Ok so you gave me most of the facts I need to know, but here's a couple of other questions.
1- At what age was he neutered?
2- How often does he get out for walks?
3- Does he get any off leash time?
4- Does he play tug and or fetch?
5- Does he guard food, toys, bones or any other resources from you? other animals?
6- Where does he sleep?
7- Is he cuddly with you? Sit on your lap alot?
8- Does he react more to people when you're holding him or he's on the floor?
9- How and what do you feed him?
10- Are you willing to buy books to learn how to deal with him?
11- Are you knowledgeable about clickertraining? Are you willing to give Clickertraining a shot?
12- How long is he alone in a day?
13- Are you willing to restrict his access to parts of the house?
14- How much time do you spend playing with him in a day?
ok enough questions, here's a bit of what I see from your post.
He sounds frustrated, and used to getting what he wants, when he wants it. He seems stressed and somewhat anxious. I'm guessing he has free access to all his toys and possibly his food as well as you, he is allowed wherever he wants, whenever he wants.
Here's several things you should do to get him back on track, I can give you more advice and details after you answer my 150 questions LOL
First off: handfeeding. Put his daily allotment of food in several containers around the house. Then periodically go to one, and call him, if he comes to you, give him a piece of food, then ask for a sit, if he doesn't know how to sit, you can begin training the sit, (preferably using clicker training). Once that container is gone, go about your business, until you want to give him another container. repeat as often as there are containers of food, per day. WARNING: Make sure he is only getting enough food that he will not get fat, Extra weight on a Dachshund is EXTREMELY bad for them.
You can use this handfeeding regime to train him tricks or obedience, you can teach him down, roll over, shake a paw, heel, weave between your legs, the sky is the limit. I'm guessing that after a couple of weeks of handfeeding, you will see a marked improvement in his disposition!
Second bit of advice: Remove all toys from his reach. He is now only allowed to play with you when you want to play. Play tug with him, it's a fantastic game to help him release predatory frustration. Make sure that there are rules to the game though. You need to teach him to release the toy on command, always end the game if his teeth touch any part of you, and only you can begin the game, using a cue, like "take it" Get down on the floor and play with him 5-10 or more times a day, the more often, the better.
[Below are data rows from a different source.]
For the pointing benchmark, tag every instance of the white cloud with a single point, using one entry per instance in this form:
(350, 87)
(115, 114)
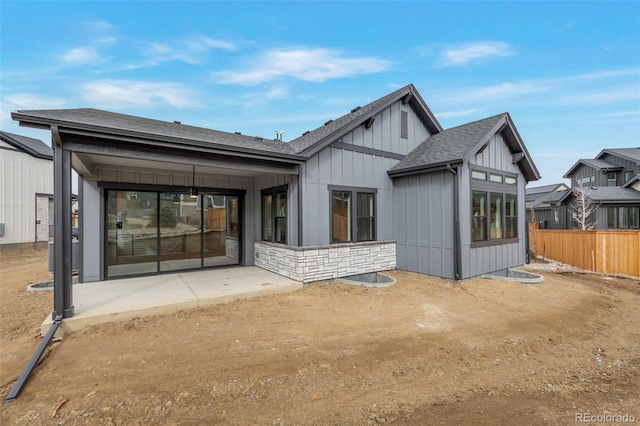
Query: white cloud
(314, 65)
(31, 101)
(123, 94)
(190, 50)
(463, 54)
(453, 114)
(81, 55)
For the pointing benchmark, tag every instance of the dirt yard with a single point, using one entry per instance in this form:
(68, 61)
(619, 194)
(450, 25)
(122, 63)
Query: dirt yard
(425, 351)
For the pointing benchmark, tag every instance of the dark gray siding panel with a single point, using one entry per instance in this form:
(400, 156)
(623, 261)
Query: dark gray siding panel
(423, 206)
(253, 208)
(481, 260)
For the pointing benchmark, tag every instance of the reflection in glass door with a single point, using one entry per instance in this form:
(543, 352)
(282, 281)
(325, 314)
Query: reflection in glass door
(221, 244)
(150, 232)
(180, 226)
(132, 237)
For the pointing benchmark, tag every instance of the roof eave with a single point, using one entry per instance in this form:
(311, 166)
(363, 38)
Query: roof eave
(442, 165)
(85, 130)
(27, 149)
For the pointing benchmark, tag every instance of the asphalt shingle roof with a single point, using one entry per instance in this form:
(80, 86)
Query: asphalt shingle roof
(34, 147)
(309, 139)
(123, 124)
(448, 146)
(614, 193)
(631, 153)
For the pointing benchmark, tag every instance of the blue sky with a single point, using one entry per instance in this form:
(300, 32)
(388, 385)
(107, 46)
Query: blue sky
(567, 72)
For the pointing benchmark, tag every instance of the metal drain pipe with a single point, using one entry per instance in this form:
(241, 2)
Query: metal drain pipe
(22, 380)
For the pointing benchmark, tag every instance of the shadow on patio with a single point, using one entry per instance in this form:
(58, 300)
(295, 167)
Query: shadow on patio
(124, 299)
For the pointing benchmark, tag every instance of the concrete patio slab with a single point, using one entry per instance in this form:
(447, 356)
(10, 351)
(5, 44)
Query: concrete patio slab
(124, 299)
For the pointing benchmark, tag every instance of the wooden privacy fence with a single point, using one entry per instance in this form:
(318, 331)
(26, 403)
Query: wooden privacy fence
(609, 252)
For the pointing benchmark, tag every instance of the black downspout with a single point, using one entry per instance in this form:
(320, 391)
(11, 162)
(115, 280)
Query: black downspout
(300, 241)
(62, 284)
(457, 249)
(22, 380)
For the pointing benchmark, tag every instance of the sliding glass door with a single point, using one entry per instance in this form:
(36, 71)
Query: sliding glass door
(152, 232)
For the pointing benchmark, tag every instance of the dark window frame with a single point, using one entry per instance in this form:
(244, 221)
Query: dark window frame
(274, 219)
(404, 124)
(354, 214)
(492, 189)
(615, 213)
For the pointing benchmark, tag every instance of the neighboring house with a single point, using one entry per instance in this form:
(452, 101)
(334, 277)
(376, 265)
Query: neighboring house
(381, 187)
(612, 183)
(541, 203)
(26, 191)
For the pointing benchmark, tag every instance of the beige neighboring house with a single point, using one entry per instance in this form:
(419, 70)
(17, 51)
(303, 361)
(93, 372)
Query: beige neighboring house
(26, 191)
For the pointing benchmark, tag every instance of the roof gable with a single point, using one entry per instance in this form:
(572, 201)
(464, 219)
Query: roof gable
(631, 154)
(458, 144)
(607, 194)
(600, 165)
(34, 147)
(315, 140)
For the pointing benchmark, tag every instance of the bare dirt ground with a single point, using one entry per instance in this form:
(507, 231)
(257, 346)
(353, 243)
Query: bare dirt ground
(425, 351)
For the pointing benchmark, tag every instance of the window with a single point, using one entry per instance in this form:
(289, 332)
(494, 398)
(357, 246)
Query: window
(511, 216)
(365, 217)
(628, 175)
(623, 217)
(479, 216)
(404, 124)
(475, 174)
(353, 214)
(587, 180)
(274, 215)
(495, 178)
(496, 216)
(341, 217)
(494, 207)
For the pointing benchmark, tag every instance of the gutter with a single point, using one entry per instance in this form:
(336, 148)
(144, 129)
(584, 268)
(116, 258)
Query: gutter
(22, 380)
(457, 244)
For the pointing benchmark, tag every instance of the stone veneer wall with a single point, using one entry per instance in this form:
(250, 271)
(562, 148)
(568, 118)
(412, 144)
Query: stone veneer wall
(316, 263)
(231, 247)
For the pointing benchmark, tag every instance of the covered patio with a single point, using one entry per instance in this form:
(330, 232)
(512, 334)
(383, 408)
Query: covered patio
(124, 299)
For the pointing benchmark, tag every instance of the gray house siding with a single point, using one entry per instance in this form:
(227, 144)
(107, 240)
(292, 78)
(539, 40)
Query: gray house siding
(273, 181)
(334, 166)
(627, 165)
(375, 150)
(481, 260)
(584, 171)
(424, 223)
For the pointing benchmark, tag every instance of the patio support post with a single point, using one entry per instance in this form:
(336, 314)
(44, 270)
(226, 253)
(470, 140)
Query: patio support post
(62, 263)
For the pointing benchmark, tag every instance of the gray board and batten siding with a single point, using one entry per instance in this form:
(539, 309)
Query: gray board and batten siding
(481, 260)
(424, 229)
(359, 159)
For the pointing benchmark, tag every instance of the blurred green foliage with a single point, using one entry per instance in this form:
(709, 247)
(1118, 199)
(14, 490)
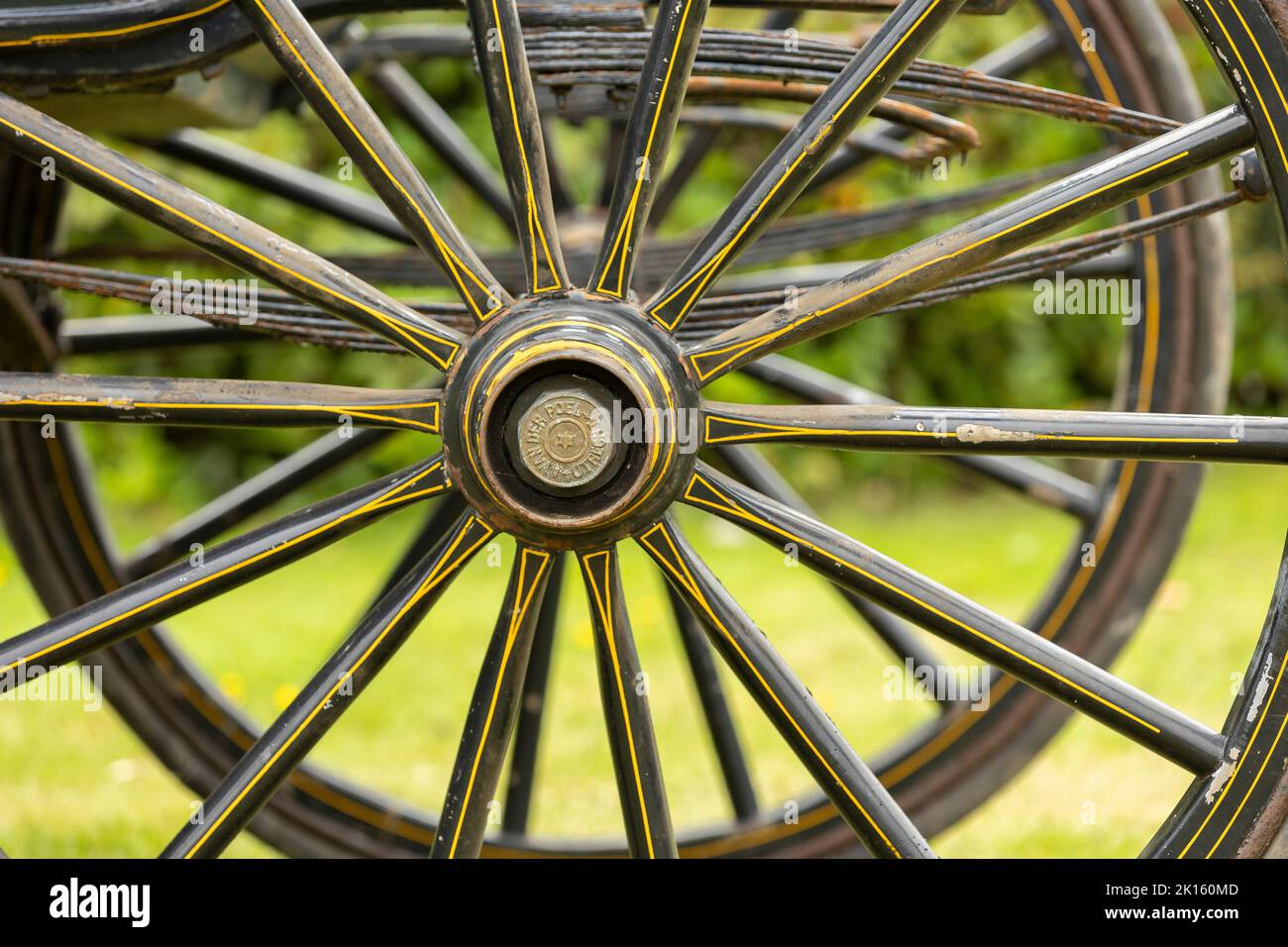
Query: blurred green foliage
(988, 350)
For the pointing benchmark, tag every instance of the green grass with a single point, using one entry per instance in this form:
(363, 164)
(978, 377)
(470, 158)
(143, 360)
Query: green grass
(78, 784)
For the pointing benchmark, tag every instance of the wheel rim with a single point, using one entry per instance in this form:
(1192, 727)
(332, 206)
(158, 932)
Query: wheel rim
(550, 269)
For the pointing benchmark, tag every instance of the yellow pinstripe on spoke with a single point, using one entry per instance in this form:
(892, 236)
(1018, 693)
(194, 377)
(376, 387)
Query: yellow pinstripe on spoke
(365, 411)
(730, 506)
(526, 589)
(682, 575)
(1266, 703)
(456, 266)
(445, 567)
(603, 592)
(764, 431)
(54, 39)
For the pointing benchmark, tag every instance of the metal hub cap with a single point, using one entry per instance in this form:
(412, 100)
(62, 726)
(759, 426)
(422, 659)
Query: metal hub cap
(561, 434)
(532, 411)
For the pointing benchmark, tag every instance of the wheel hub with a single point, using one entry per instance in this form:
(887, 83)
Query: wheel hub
(561, 420)
(561, 434)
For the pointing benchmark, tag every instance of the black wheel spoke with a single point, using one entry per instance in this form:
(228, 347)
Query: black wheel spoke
(493, 707)
(789, 167)
(232, 239)
(858, 795)
(715, 710)
(320, 78)
(1113, 434)
(647, 141)
(250, 497)
(516, 127)
(180, 586)
(331, 690)
(894, 633)
(1038, 480)
(441, 133)
(266, 172)
(141, 333)
(532, 705)
(1008, 62)
(1028, 656)
(211, 402)
(623, 690)
(441, 519)
(979, 241)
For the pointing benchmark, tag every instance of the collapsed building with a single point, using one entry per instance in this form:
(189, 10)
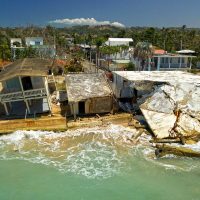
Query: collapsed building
(24, 87)
(170, 101)
(88, 94)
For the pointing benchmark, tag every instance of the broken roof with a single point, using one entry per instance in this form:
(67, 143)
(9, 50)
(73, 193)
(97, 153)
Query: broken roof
(85, 86)
(26, 67)
(159, 76)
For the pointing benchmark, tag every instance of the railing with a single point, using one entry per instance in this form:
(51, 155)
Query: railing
(28, 94)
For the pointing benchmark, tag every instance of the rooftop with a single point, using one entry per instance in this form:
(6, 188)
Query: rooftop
(120, 40)
(26, 67)
(84, 86)
(159, 76)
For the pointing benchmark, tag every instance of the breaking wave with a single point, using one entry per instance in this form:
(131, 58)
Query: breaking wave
(99, 152)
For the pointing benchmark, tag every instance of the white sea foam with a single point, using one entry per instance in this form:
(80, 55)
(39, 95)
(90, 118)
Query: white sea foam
(99, 152)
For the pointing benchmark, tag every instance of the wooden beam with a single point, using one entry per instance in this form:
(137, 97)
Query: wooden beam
(6, 108)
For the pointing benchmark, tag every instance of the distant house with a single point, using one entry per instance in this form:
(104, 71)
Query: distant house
(163, 61)
(34, 41)
(120, 59)
(88, 94)
(15, 42)
(37, 43)
(24, 87)
(119, 41)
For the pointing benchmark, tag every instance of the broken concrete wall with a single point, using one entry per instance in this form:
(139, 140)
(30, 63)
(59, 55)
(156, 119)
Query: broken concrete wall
(95, 105)
(161, 108)
(100, 105)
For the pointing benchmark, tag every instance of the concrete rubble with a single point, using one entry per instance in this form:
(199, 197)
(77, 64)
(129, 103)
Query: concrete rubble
(170, 103)
(162, 107)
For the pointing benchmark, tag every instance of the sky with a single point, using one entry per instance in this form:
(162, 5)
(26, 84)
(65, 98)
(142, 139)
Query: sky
(151, 13)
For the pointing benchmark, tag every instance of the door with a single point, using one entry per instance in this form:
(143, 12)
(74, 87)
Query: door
(27, 84)
(81, 106)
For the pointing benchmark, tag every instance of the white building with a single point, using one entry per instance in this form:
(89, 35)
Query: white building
(34, 41)
(119, 41)
(163, 61)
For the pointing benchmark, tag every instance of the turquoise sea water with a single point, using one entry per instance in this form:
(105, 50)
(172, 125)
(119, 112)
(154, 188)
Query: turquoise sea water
(92, 164)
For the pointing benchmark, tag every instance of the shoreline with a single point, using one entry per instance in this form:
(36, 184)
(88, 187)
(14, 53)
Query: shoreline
(60, 124)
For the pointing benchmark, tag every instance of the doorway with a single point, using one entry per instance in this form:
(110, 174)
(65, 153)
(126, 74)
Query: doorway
(81, 106)
(27, 84)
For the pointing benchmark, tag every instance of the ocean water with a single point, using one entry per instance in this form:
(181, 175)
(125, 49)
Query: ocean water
(92, 164)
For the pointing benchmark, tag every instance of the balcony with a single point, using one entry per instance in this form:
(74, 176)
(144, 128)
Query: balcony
(20, 96)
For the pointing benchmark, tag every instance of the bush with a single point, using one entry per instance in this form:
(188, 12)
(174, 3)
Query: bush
(130, 67)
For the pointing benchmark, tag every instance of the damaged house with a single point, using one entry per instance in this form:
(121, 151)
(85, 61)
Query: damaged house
(24, 87)
(88, 94)
(170, 101)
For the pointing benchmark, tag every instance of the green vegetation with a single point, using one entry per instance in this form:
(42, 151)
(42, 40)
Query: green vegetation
(130, 67)
(170, 39)
(143, 52)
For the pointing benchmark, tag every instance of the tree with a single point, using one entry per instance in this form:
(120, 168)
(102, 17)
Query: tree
(143, 52)
(98, 42)
(130, 67)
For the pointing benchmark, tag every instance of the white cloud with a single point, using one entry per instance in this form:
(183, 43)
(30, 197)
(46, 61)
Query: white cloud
(85, 21)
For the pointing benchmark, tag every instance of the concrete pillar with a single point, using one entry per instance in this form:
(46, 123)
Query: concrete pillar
(48, 95)
(6, 108)
(191, 63)
(27, 106)
(149, 64)
(170, 62)
(74, 112)
(158, 64)
(180, 62)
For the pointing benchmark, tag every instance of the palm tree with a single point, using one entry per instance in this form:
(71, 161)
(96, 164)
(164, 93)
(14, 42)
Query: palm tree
(143, 52)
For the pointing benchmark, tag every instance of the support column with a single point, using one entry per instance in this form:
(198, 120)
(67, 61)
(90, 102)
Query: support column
(191, 63)
(27, 106)
(6, 109)
(74, 113)
(158, 64)
(26, 102)
(48, 95)
(180, 62)
(149, 64)
(170, 62)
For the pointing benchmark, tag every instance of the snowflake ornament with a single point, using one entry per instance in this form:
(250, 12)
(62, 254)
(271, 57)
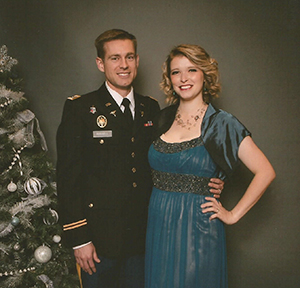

Playing fetch is also a huge release of frustration, and it's great exercise. and a tired dog is a good dog. Teach him to play hide and seek. Put him in a room, then go hide a favorite treat or toy, let him out of the room then give him a cue ("find it") Then lead him to the reward. Once he's found the toy, or consumed the treat, play a game with him for a minute or 2, then put him away again, and hide the same object or another treat, and go at it again... do 2 or 3 searches per session. back off your help once he seems to understand the game.
Third tidbit: give him things to do when left alone. Hide old socks with treats knotted in, hide kongs stuffed with peanut butter, or anything else he likes, Hide a chew toy or 2, hide a couple of his favorite toys, you can buy toys that you put food into and they have to work at it to get the food out, if he's got fun things to do when you're not home, he wont destroy things or bark and disturb the neighbours. Hide 10 - 20 items around the house for him.
And my last bit of advice for this morning, take him for long walks, preferably where he can freely interact with other dogs off leash, let him be a dog for awhile.
You'll notice that I did not once say to correct him... DO NOT CORRECT HIM FOR REACTING! Prevent him from reacting, but do not even say no if he does react to something... this will only serve to make him more suspicious of strangers ("the last time I saw a stranger, I got attacked by my owner, so I need to make sure the people stay even further away!") Dont force him to be around people, give him a choice. If he's barking at someone, move him away from that person until he feels more comfortable, and reward him for a stop in reaction. Distract him from people, play with him, or have fun filled training sessions around people, so he gets used to having fun when strangers are nearby.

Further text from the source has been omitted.